In this grant, we propose to define the role of an important human-specific change in glycosylation, the loss of N-glycolylneuraminic acid (Neu5Gc), in Duchenne muscular dystrophy (DMD) and in Limb Girdle Muscular Dystrophy 2D. Neu5Gc is a form of sialic acid that is absent in all humans due to an inactivating mutation in the human CMAH gene. By contrast, Neu5Gc is an abundant form of sialic acid in heart and skeletal muscles in almost all other mammals besides humans, including the great apes. To assess the role of human CMAH in DMD, we have created Cmah-/-mdx mice, in effect humanizing this aspect of mouse glycosylation. The mdx mouse has been studied for several decades as a model for DMD, a relatively common and ultimately fatal X- linked neuromuscular disorder. Despite mimicking loss of dystrophin, the gene defective in DMD, in almost all muscle cells, mdx mice do not show the mouse equivalent of a pediatric presentation of disease. Children with DMD show loss of ambulation, usually by 12 years of age, followed by respiratory and/or cardiac failure and death usually in the third decade of life. mdx mice, by contrast, show little change in these same features until near the end of their normal lifespan, which is typically reduced by only 1-2 months relative to wild type animals. Cmah-/-mdx mice, by contrast to mdx animals, show an 88% deficit in diaphragm muscle strength and a 66% deficit in cardiac trabecular muscle strength, compared to wild type, by 8 months of age, with half of animals dying by 11 months. Such mice also show significantly impaired ambulation relative to mdx. The early and robust presentation of these phenotypes, which are the primary drivers of DMD morbidity and mortality, in a small animal model that carries a genetically appropriate human-like change in the mouse genome will be a great asset to translational research to identify therapies for DMD and other human diseases.

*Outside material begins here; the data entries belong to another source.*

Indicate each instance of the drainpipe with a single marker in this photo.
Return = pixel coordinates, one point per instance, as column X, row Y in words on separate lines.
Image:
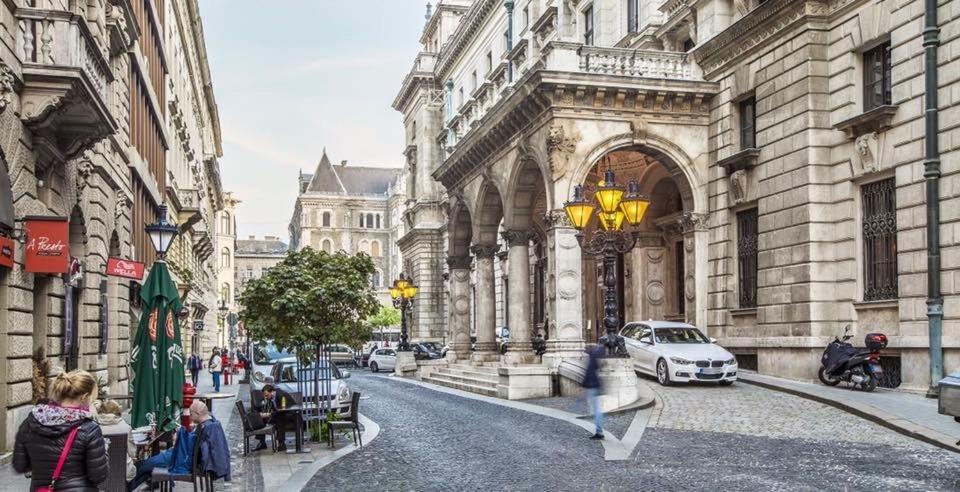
column 509, row 5
column 931, row 163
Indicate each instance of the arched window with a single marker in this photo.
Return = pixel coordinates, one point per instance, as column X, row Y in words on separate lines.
column 225, row 224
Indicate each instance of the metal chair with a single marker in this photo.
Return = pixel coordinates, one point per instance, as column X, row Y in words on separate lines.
column 352, row 422
column 165, row 479
column 249, row 431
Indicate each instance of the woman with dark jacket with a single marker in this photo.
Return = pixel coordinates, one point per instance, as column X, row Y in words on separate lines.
column 43, row 435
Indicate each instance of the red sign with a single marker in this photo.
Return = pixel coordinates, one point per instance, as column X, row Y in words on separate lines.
column 6, row 252
column 47, row 248
column 119, row 267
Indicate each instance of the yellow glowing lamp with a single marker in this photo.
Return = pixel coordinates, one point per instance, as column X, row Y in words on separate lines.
column 634, row 205
column 608, row 194
column 579, row 210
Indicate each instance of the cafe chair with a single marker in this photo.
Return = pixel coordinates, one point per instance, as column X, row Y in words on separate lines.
column 164, row 479
column 249, row 431
column 352, row 421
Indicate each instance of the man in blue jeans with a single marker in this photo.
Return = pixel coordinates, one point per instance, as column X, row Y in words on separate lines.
column 593, row 389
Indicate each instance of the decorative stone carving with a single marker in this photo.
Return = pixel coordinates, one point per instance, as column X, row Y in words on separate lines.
column 484, row 250
column 560, row 147
column 866, row 155
column 738, row 186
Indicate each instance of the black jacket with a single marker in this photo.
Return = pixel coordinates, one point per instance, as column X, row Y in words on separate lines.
column 38, row 448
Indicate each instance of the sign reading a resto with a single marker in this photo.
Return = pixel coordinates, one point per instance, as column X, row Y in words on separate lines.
column 6, row 252
column 118, row 267
column 47, row 248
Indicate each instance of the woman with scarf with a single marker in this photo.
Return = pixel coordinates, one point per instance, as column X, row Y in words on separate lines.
column 52, row 424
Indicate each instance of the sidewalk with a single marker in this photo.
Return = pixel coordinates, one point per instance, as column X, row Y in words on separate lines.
column 912, row 415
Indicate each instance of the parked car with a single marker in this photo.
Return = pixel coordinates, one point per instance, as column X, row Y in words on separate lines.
column 286, row 373
column 265, row 356
column 678, row 352
column 383, row 359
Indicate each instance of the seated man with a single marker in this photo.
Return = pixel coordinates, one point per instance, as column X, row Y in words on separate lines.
column 269, row 414
column 214, row 450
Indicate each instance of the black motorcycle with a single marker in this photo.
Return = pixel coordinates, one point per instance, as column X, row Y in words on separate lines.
column 842, row 361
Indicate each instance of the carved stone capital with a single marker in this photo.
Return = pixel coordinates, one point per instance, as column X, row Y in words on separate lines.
column 459, row 262
column 692, row 221
column 484, row 250
column 518, row 238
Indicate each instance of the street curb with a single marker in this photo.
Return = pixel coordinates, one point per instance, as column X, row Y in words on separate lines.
column 868, row 412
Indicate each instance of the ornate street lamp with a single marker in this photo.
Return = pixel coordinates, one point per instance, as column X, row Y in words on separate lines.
column 162, row 233
column 402, row 293
column 616, row 206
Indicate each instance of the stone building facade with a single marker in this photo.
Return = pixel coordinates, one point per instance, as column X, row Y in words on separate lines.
column 350, row 208
column 780, row 141
column 84, row 137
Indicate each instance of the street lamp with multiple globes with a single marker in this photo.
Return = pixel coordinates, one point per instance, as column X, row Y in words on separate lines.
column 616, row 206
column 402, row 293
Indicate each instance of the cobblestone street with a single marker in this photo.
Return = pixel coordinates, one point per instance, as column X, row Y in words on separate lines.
column 737, row 438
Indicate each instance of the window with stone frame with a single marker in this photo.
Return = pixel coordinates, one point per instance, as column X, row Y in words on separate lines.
column 879, row 229
column 748, row 123
column 588, row 26
column 747, row 225
column 876, row 77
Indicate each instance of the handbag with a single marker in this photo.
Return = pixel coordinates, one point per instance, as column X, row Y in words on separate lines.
column 60, row 462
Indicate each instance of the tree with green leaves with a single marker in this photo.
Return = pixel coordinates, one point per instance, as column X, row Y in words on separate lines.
column 309, row 299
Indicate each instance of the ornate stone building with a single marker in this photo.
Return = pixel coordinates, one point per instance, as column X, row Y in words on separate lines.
column 85, row 129
column 780, row 141
column 350, row 208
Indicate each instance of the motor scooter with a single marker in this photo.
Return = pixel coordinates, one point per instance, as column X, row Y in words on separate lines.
column 841, row 361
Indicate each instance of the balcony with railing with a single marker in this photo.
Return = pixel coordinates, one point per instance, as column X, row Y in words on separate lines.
column 66, row 77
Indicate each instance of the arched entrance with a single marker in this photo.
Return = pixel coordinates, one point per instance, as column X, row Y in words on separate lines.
column 652, row 278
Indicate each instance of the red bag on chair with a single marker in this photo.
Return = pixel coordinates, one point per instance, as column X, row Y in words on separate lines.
column 61, row 461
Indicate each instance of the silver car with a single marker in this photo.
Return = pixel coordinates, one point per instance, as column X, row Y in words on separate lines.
column 289, row 377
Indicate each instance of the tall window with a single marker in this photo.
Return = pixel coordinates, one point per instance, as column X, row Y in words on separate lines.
column 633, row 15
column 748, row 123
column 588, row 26
column 747, row 257
column 880, row 240
column 876, row 77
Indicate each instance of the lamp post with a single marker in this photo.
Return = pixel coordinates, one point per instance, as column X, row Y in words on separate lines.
column 613, row 206
column 402, row 293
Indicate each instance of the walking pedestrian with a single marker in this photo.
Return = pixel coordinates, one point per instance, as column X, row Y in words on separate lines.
column 593, row 389
column 195, row 364
column 215, row 366
column 59, row 442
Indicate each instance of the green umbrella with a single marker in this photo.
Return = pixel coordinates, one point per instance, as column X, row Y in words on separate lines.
column 157, row 354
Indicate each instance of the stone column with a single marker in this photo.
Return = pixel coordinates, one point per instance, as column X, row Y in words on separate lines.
column 566, row 290
column 518, row 298
column 459, row 307
column 486, row 308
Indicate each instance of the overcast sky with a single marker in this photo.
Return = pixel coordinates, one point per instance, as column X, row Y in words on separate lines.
column 294, row 76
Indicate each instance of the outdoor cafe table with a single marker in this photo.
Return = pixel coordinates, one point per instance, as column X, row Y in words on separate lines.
column 297, row 410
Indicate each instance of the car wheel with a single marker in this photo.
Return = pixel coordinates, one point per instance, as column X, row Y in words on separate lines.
column 663, row 372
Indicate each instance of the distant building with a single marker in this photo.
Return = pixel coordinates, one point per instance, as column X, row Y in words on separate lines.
column 352, row 209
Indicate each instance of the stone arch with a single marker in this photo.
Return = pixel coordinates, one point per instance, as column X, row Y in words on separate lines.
column 677, row 162
column 460, row 231
column 488, row 213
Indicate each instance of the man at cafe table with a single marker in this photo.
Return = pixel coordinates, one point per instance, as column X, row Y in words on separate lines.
column 270, row 414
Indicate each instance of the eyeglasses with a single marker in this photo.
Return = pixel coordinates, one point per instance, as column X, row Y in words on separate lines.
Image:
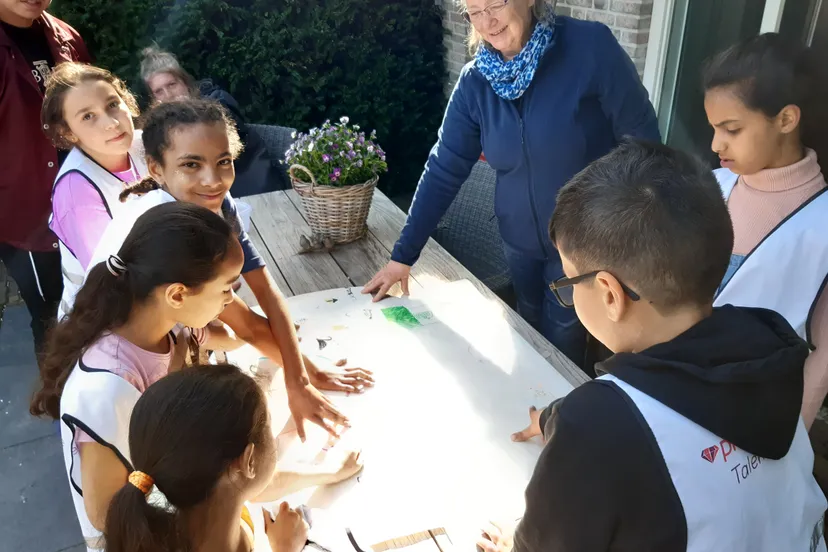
column 563, row 288
column 489, row 10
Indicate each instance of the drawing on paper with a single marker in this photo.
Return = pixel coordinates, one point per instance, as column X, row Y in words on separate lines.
column 401, row 316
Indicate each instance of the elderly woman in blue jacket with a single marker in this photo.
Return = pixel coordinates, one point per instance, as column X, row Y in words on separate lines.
column 543, row 97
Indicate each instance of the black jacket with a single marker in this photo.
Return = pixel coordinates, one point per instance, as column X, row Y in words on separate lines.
column 601, row 483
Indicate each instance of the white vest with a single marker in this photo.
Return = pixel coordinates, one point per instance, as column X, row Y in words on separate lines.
column 81, row 406
column 119, row 228
column 734, row 500
column 788, row 269
column 109, row 187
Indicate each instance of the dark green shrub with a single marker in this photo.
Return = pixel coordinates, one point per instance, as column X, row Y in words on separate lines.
column 294, row 62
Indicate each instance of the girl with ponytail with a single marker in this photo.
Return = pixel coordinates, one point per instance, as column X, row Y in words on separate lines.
column 129, row 327
column 191, row 145
column 203, row 439
column 766, row 101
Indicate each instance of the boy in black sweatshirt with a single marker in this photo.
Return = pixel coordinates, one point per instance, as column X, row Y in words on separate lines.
column 691, row 437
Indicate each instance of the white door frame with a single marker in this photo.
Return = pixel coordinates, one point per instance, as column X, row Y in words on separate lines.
column 654, row 66
column 661, row 24
column 772, row 17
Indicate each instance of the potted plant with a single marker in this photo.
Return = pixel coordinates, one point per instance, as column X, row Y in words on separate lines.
column 335, row 169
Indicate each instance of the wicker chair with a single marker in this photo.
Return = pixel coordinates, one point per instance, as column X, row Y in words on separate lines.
column 277, row 140
column 470, row 233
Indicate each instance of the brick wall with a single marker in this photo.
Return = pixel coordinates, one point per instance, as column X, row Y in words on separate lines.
column 628, row 19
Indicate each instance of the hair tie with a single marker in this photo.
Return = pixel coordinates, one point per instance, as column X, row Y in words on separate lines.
column 141, row 481
column 115, row 265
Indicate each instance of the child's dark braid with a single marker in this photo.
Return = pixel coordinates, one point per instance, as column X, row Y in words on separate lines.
column 141, row 187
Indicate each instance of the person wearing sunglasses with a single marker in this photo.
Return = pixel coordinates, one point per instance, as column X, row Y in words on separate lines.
column 543, row 97
column 691, row 438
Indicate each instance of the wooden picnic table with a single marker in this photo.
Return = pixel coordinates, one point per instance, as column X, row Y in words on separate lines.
column 277, row 223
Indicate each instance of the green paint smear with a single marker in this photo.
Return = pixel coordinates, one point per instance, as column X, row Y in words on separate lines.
column 401, row 316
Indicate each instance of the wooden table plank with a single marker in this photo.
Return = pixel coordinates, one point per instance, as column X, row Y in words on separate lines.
column 279, row 219
column 244, row 292
column 280, row 226
column 385, row 222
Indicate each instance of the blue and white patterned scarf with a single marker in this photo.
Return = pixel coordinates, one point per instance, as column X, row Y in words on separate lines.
column 510, row 79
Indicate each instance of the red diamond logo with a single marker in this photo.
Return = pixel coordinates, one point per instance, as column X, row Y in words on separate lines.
column 710, row 453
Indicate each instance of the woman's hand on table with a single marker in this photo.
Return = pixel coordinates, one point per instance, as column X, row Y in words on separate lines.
column 288, row 532
column 385, row 279
column 496, row 538
column 533, row 430
column 348, row 380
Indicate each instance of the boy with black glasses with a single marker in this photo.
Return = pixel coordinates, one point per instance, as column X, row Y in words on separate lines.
column 691, row 437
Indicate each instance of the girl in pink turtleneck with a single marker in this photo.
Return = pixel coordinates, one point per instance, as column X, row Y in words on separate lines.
column 768, row 105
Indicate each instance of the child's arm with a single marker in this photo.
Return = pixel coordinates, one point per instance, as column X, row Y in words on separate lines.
column 305, row 401
column 221, row 338
column 102, row 475
column 336, row 468
column 816, row 365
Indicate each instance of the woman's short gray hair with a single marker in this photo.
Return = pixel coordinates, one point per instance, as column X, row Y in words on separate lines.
column 540, row 10
column 155, row 60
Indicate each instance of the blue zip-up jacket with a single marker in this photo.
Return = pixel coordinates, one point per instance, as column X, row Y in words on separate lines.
column 585, row 97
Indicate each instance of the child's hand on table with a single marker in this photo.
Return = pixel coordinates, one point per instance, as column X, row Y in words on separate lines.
column 496, row 538
column 533, row 430
column 348, row 380
column 288, row 532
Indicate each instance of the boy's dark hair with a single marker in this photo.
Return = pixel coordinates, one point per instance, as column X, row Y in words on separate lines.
column 184, row 432
column 652, row 216
column 173, row 242
column 770, row 72
column 63, row 78
column 159, row 123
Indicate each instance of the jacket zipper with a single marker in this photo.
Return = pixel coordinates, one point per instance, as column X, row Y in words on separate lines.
column 529, row 170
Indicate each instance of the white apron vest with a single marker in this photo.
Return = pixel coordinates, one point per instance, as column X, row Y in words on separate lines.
column 787, row 271
column 732, row 499
column 82, row 407
column 109, row 187
column 116, row 231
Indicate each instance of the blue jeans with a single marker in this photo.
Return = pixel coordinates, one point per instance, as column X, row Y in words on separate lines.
column 537, row 304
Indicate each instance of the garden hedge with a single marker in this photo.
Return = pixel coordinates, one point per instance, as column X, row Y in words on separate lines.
column 293, row 62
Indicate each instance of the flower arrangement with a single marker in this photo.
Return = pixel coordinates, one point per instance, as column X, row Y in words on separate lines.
column 338, row 155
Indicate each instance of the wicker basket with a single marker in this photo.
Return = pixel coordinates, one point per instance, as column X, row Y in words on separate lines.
column 338, row 213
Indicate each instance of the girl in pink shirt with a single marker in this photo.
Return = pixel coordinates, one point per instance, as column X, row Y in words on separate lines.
column 129, row 328
column 766, row 102
column 89, row 111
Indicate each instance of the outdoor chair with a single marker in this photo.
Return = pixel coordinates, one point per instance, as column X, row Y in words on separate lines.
column 470, row 233
column 277, row 140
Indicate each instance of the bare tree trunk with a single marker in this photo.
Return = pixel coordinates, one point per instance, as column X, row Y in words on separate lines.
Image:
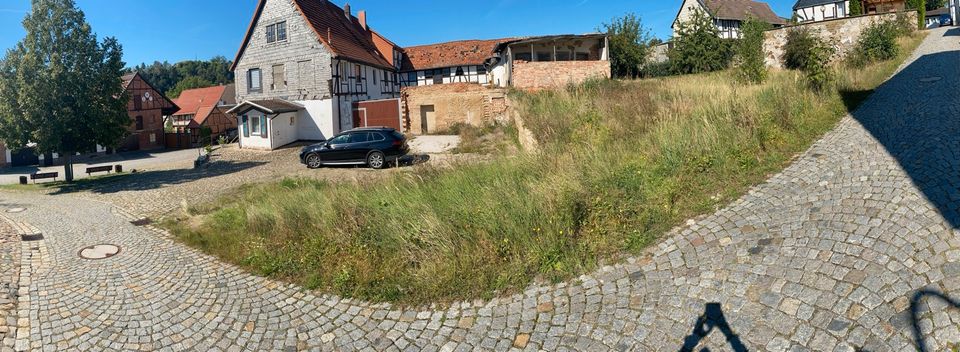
column 68, row 167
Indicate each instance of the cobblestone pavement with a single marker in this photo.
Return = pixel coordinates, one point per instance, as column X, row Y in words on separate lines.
column 847, row 249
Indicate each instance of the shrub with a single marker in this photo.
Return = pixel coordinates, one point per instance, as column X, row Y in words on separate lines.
column 878, row 42
column 800, row 41
column 817, row 69
column 628, row 45
column 656, row 69
column 856, row 8
column 749, row 51
column 698, row 46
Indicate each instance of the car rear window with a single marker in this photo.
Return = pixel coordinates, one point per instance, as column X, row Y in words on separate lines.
column 358, row 138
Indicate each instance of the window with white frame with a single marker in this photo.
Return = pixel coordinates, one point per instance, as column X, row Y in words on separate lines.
column 277, row 32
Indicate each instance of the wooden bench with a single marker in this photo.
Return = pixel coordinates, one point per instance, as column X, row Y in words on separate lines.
column 94, row 169
column 44, row 175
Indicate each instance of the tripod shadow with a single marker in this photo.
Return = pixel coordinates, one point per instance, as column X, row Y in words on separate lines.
column 916, row 309
column 712, row 318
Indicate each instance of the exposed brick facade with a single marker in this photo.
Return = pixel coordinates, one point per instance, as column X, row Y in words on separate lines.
column 556, row 74
column 452, row 103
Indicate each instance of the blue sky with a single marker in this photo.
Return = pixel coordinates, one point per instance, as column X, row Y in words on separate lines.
column 176, row 30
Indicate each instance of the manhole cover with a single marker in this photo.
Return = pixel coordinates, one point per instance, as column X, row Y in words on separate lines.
column 100, row 251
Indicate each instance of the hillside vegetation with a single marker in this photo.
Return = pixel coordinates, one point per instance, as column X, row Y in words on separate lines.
column 622, row 162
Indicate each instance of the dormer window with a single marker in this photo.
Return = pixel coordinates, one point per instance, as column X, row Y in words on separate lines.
column 277, row 32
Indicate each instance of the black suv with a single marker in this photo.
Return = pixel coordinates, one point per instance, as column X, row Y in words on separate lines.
column 372, row 146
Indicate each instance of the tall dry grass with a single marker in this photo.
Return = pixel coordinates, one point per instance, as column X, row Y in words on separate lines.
column 621, row 163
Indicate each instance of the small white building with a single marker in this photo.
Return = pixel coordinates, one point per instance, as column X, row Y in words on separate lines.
column 820, row 10
column 302, row 69
column 727, row 15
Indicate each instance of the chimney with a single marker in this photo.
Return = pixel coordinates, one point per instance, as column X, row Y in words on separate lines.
column 362, row 15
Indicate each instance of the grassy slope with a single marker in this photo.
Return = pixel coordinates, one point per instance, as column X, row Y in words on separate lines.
column 623, row 162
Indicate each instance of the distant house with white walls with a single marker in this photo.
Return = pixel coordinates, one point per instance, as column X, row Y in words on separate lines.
column 303, row 66
column 820, row 10
column 727, row 15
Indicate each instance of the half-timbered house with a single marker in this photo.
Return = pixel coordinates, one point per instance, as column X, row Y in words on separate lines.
column 316, row 59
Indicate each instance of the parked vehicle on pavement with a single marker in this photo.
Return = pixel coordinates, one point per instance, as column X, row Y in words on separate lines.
column 375, row 147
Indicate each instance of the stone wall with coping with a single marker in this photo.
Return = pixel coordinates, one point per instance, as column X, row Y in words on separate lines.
column 556, row 74
column 841, row 33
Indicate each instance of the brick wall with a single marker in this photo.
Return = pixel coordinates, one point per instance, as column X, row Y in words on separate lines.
column 842, row 34
column 556, row 74
column 452, row 103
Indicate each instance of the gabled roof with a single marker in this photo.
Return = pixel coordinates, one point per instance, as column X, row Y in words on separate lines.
column 741, row 10
column 341, row 34
column 810, row 3
column 201, row 103
column 737, row 10
column 457, row 53
column 130, row 77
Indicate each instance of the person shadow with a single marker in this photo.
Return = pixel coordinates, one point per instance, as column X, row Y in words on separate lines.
column 712, row 319
column 918, row 307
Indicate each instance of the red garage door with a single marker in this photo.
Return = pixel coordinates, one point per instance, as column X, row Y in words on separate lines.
column 377, row 113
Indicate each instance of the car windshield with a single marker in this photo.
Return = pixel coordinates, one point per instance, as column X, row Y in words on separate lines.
column 341, row 139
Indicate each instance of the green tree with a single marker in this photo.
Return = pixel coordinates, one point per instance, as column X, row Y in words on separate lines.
column 188, row 83
column 748, row 51
column 698, row 46
column 60, row 88
column 856, row 8
column 935, row 4
column 629, row 47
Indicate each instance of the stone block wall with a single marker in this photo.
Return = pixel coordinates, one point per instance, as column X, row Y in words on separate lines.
column 452, row 103
column 841, row 33
column 556, row 74
column 306, row 62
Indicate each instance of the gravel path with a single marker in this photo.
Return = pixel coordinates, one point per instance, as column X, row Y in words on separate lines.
column 849, row 248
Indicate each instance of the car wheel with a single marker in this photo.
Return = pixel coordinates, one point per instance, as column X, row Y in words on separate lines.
column 376, row 160
column 313, row 161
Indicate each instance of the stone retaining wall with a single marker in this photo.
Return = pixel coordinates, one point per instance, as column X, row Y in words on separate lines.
column 452, row 103
column 841, row 33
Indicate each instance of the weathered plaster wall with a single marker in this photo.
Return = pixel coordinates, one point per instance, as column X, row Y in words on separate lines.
column 842, row 34
column 558, row 74
column 305, row 60
column 452, row 103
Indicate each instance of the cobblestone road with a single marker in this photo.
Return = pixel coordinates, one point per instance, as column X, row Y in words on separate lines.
column 849, row 248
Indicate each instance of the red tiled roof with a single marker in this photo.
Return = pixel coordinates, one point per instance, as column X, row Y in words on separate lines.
column 458, row 53
column 741, row 9
column 199, row 102
column 343, row 36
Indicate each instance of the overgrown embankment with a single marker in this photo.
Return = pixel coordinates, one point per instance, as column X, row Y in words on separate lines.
column 620, row 164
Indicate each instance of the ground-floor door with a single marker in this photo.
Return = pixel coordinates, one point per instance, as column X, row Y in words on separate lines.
column 377, row 113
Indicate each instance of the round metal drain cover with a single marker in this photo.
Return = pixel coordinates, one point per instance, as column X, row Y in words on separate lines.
column 100, row 251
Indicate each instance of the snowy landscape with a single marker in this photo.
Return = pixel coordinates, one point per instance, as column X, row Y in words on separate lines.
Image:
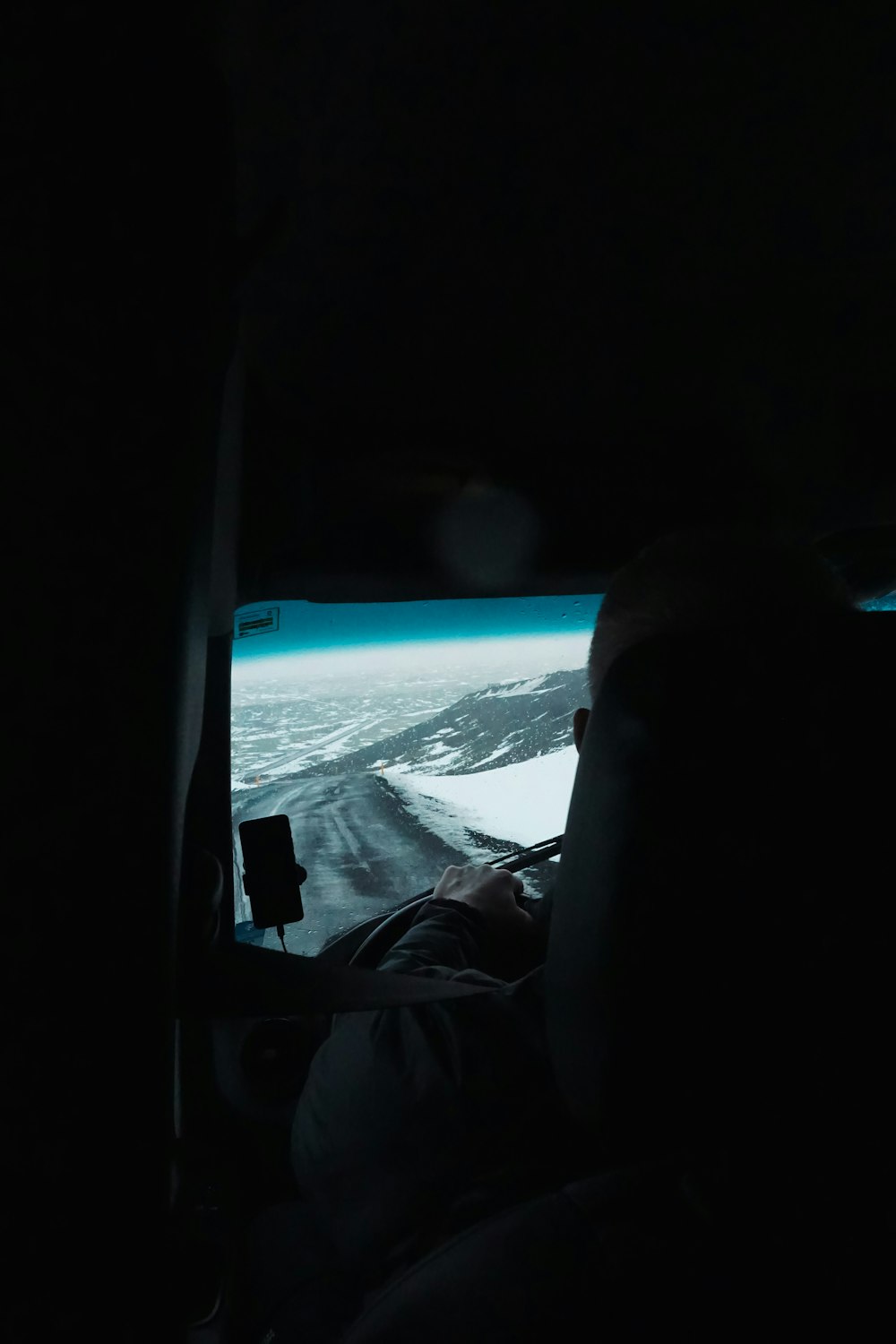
column 394, row 762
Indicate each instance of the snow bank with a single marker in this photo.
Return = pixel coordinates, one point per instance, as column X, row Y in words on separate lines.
column 521, row 803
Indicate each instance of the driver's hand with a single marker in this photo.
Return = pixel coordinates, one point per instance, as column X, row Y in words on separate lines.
column 492, row 892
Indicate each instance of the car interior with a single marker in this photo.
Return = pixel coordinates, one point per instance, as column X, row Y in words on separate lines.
column 392, row 314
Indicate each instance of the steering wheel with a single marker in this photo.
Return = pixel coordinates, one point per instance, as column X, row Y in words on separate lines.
column 395, row 925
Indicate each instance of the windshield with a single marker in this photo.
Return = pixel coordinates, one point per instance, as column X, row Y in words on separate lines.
column 401, row 738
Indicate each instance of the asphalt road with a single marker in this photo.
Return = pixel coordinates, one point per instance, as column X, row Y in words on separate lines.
column 363, row 849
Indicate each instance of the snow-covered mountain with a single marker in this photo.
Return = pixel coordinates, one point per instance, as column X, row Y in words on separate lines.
column 501, row 725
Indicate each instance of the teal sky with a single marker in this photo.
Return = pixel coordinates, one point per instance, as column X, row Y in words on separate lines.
column 292, row 626
column 289, row 626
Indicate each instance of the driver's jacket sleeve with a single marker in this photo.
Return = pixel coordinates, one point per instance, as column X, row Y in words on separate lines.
column 410, row 1115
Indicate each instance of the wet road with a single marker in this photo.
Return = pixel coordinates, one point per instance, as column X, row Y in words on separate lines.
column 363, row 849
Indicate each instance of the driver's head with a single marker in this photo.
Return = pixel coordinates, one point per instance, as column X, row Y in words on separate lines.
column 692, row 578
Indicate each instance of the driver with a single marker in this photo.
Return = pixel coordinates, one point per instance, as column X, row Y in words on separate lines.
column 417, row 1121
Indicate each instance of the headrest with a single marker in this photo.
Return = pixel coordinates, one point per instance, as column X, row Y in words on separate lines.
column 720, row 943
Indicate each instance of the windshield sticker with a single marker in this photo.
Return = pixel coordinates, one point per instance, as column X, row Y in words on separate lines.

In Aim 1 of this proposal, we will investigate both the loss of function aspects to Neu5Gc deficiency as well as gain of function immune aspects as they relate to disease severity in Cmah-/-mdx mice.
In Aim 2, we will devise therapies to offset the increased disease severity resulting from deletion of Cmah that could be translated into therapies for muscular dystrophy patients.
In Aim 3, we will study the role of Cmah in a second mouse model of muscular dystrophy, the Sgca-/- model of Limb Girdle Muscular Dystrophy 2D. These experiments will investigate the cause of increased disease severity resulting from Cmah deficiency, assess the generality of Cmah deficiency in altering disease, and develop therapies to offset the loss of human CMAH that could ameliorate muscular dystrophy in DMD and LGMD2D patients.
This proposal will study human-specific changes in glycosylation and their impact on Duchenne muscular dystrophy. Duchenne muscular dystrophy is a progressive and fatal neuromuscular disease of childhood.